Description
PyData Amsterdam 2017
In this talk I'd like to give practical introduction into deep reinforcement learning methods, used to solve complex control problems in robotics, play Atari games, self-driving car control and lots more.
Deep Reinforcement Learning is a very hot topic, successfully applied in lots of areas which require planning of actions in complex, noisy and partially-observed environments. Concrete examples vary from playing arcade games, navigating websites, helicopter, quadrocopter and car control, protein folding and lots of others.
Surprisingly, during my own delving into this wide topic, I've discovered that (with rare exceptions) there is a lack of concrete, understandable explanation of most successful and useful algorithms and methods, such as Deep Q-Networks (DQN), Policy Gradients (PG) and Asynchronous Advantage Actor-Critic (A3C). The situation is even worse with simple code examples of the above methods.

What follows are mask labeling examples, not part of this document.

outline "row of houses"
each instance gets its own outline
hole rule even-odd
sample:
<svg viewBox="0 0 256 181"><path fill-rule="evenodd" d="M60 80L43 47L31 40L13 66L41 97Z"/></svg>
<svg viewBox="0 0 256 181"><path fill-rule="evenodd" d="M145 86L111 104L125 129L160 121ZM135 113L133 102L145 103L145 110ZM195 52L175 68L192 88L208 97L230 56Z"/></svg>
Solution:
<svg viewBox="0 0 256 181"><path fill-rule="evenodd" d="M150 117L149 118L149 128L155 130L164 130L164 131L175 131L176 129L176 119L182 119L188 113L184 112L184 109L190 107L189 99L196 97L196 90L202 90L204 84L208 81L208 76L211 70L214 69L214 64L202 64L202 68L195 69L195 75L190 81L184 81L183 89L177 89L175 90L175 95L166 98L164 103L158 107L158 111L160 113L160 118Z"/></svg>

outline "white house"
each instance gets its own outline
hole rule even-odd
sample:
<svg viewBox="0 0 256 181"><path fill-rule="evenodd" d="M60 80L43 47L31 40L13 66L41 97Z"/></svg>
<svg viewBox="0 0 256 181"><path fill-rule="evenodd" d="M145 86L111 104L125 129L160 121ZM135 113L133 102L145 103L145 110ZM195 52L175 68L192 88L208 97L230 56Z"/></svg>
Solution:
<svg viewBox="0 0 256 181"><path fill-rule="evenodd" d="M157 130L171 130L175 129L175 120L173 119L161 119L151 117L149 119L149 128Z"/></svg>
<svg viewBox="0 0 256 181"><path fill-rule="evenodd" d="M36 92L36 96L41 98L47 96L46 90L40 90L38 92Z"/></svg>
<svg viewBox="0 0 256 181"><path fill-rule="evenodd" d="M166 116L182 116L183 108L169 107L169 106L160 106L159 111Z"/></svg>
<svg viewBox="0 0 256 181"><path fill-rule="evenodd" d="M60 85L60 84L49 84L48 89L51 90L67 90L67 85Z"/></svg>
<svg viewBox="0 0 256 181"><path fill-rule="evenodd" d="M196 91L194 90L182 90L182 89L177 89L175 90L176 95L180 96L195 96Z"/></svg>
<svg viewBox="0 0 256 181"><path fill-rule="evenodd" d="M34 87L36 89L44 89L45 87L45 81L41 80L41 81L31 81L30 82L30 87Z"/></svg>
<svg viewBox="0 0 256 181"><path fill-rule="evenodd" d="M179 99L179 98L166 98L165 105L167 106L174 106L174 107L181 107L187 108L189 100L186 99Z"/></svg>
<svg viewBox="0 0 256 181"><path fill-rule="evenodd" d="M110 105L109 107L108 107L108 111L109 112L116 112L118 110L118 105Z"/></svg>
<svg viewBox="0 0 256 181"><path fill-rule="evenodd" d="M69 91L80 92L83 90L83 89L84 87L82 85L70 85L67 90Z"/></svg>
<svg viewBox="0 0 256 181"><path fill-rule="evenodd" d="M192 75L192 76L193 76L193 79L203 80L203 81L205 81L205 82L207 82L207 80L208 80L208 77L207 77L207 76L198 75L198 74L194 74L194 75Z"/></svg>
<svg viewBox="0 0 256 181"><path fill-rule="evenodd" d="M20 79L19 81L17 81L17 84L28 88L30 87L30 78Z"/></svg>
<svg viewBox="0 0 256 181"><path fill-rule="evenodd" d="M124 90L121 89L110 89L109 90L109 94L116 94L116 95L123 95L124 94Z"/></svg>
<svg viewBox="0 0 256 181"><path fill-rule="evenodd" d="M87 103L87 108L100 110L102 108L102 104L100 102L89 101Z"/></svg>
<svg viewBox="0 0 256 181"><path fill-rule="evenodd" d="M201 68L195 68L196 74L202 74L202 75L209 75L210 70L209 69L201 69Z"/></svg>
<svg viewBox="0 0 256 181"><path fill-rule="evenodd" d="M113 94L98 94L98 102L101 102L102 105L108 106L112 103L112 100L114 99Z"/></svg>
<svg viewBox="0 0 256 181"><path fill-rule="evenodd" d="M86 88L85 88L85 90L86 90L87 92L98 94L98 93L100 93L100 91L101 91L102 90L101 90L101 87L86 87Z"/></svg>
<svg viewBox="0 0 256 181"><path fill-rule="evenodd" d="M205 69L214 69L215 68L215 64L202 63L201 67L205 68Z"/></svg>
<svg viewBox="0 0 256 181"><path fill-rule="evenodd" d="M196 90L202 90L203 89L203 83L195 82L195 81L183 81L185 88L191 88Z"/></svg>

On the one side, there are lots of scientific papers on arxiv.org where researchers tune ideas and methods. On the other side there is a couple full-sized open-source projects implementing those methods plus dozens of "tricks" to improve stability and performance of those methods.
In this talk, I'll try to fill the gap between them by showing the intuition behind the math and demonstrating how those three approaches (DQN, PG and A3C) can be implemented in less than 200 lines of python code using keras.